Bigger, faster vessel to deploy navigational buoys

The new Panduan stands apart from its predecessor in terms of size, cruising speed and operational capabilities

Singapore's waters are getting a traffic light upgrade, thanks to a new vessel commissioned by the Maritime and Port Authority of Singapore (MPA) on Friday.

The $4.8 million Panduan, which means guidance in Malay, is able to deploy bigger and heavier navigational buoys.

These red and green buoys are lit at night to help ships navigate. Typically, a ship should have the red buoy on its left and the green one on the right.
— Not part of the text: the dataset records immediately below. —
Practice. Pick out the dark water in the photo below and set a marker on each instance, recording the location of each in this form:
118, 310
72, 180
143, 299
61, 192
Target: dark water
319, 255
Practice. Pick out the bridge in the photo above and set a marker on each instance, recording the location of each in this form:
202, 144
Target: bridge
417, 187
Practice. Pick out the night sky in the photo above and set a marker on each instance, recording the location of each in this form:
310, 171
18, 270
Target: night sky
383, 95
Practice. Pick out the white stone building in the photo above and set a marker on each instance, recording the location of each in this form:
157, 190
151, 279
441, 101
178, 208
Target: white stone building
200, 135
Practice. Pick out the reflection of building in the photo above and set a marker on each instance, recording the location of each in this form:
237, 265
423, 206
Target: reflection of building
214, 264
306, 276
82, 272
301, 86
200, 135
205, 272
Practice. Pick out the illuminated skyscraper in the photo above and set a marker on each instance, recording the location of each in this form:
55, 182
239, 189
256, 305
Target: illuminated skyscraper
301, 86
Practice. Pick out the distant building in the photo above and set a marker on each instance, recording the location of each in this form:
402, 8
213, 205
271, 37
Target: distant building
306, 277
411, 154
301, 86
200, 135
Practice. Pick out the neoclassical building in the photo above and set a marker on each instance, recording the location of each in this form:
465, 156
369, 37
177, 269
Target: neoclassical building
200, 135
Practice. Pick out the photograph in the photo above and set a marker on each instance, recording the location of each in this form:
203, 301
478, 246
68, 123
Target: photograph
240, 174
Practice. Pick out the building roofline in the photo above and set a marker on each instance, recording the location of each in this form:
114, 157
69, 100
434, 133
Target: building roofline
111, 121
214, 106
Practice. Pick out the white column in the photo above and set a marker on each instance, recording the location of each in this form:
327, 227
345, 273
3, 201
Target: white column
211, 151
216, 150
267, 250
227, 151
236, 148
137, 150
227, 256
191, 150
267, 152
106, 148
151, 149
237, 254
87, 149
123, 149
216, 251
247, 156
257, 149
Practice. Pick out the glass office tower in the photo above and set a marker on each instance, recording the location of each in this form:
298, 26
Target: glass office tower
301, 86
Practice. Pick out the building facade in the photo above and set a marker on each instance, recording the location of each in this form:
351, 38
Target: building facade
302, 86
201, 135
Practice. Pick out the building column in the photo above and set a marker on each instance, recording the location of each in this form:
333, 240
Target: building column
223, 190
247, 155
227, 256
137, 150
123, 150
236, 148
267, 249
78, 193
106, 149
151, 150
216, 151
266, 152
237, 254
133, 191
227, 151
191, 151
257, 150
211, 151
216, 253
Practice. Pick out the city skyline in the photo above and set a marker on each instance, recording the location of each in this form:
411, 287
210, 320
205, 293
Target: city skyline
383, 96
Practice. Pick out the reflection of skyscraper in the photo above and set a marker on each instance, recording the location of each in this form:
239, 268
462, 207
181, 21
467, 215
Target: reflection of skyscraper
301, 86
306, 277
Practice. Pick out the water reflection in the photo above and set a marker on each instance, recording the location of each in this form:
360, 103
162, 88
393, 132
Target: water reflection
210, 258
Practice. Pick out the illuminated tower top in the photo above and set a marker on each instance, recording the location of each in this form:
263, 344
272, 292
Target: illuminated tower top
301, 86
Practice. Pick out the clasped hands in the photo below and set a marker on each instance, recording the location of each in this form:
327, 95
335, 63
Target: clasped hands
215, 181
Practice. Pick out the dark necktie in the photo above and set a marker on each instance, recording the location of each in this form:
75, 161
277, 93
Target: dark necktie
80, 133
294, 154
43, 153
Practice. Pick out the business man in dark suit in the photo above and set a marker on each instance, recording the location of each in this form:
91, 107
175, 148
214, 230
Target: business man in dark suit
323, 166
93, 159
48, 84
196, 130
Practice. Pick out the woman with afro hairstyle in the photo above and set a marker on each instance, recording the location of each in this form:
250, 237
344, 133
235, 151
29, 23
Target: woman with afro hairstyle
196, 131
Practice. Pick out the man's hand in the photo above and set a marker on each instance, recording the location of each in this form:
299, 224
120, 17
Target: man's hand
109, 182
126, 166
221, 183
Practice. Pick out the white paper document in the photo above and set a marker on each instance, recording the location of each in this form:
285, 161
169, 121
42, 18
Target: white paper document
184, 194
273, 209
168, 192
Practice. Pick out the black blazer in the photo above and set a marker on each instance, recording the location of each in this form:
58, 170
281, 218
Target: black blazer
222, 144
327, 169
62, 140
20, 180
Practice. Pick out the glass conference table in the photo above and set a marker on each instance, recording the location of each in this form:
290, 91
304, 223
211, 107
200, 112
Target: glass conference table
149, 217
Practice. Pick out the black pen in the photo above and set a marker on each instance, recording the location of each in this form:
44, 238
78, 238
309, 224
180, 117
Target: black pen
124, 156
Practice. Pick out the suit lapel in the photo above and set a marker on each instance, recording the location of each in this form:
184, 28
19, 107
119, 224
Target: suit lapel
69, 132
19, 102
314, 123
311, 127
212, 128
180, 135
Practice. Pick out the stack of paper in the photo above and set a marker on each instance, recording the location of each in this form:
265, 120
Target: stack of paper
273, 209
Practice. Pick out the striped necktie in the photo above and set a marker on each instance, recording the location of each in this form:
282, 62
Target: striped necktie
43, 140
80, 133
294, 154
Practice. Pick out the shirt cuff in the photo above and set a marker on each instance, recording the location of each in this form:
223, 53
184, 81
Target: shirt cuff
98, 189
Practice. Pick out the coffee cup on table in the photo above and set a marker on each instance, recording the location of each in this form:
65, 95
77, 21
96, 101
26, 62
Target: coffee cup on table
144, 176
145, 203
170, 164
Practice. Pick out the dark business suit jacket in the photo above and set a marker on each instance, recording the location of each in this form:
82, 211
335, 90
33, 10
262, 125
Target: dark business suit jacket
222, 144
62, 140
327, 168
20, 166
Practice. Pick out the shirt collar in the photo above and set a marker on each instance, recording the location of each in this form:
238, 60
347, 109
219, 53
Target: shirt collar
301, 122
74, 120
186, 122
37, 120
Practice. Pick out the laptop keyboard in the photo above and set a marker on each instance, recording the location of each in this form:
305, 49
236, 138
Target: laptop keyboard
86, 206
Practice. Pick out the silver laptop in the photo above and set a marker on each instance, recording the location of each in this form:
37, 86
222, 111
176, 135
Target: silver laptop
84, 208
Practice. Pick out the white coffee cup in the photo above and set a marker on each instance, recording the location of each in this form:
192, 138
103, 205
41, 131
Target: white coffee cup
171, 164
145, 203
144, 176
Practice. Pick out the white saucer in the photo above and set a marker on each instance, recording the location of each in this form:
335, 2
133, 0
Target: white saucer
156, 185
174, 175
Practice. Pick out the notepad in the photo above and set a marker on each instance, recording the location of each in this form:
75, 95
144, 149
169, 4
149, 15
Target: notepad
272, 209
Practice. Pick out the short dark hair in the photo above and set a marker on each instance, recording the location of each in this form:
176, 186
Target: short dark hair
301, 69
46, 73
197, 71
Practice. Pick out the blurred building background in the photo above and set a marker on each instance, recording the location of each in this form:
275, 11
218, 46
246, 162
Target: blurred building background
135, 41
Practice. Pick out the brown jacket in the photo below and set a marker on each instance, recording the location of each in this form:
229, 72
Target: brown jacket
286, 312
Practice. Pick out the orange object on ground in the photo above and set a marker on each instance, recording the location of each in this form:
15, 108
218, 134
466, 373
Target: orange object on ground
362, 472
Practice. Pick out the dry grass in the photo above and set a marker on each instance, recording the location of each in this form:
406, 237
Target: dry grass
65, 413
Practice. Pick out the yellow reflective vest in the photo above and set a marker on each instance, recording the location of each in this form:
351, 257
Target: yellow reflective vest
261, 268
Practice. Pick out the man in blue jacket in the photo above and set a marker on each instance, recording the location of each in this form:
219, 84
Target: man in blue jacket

The new 35m-long, 267-tonne vessel, which is able to lift up to 10 tonnes, can handle buoys with a 3.5m diameter, against 2.4m for its predecessor, also named Panduan, which could only lift five tonnes and has been in service since 1996.

MPA chief hydrographer Parry Oei said the bigger buoys, which will make up 10 to 20 per cent of its 121 navigational buoys, will be deployed in deeper waters, where more stability is required.

With a speed of 15 knots, the new Panduan is also 1.5 times faster. This will allow it to deploy buoys more swiftly when needed, for instance to mark the spot of a sunken vessel or underwater object.

The Panduan will be able to traverse Singapore's waters within two hours, compared to the three to four hours the older vessel took.

With the ports getting busier and handling increasingly bigger vessels, MPA chairman Lucien Wong said it was important to ensure there are adequate navigational aids, and more conspicuous ones to clearly mark out Singapore's shipping lanes and anchorages.

About 130,000 vessels arrive here every year.

The Panduan is also equipped with fire fighting equipment and carries 4,000 litres of oil dispersant to support patrol vessels responding to oil spills.

Mr Wong said the vessel's higher speed and lifting capacity make it easier to maintain the navigational buoys and 97 mooring buoys to which smaller vessels are tethered.

He said: "With our new buoy tender vessel, we will be well placed to ensure the safety of navigation in our waters alongside the growth in Singapore's port and shipping operations."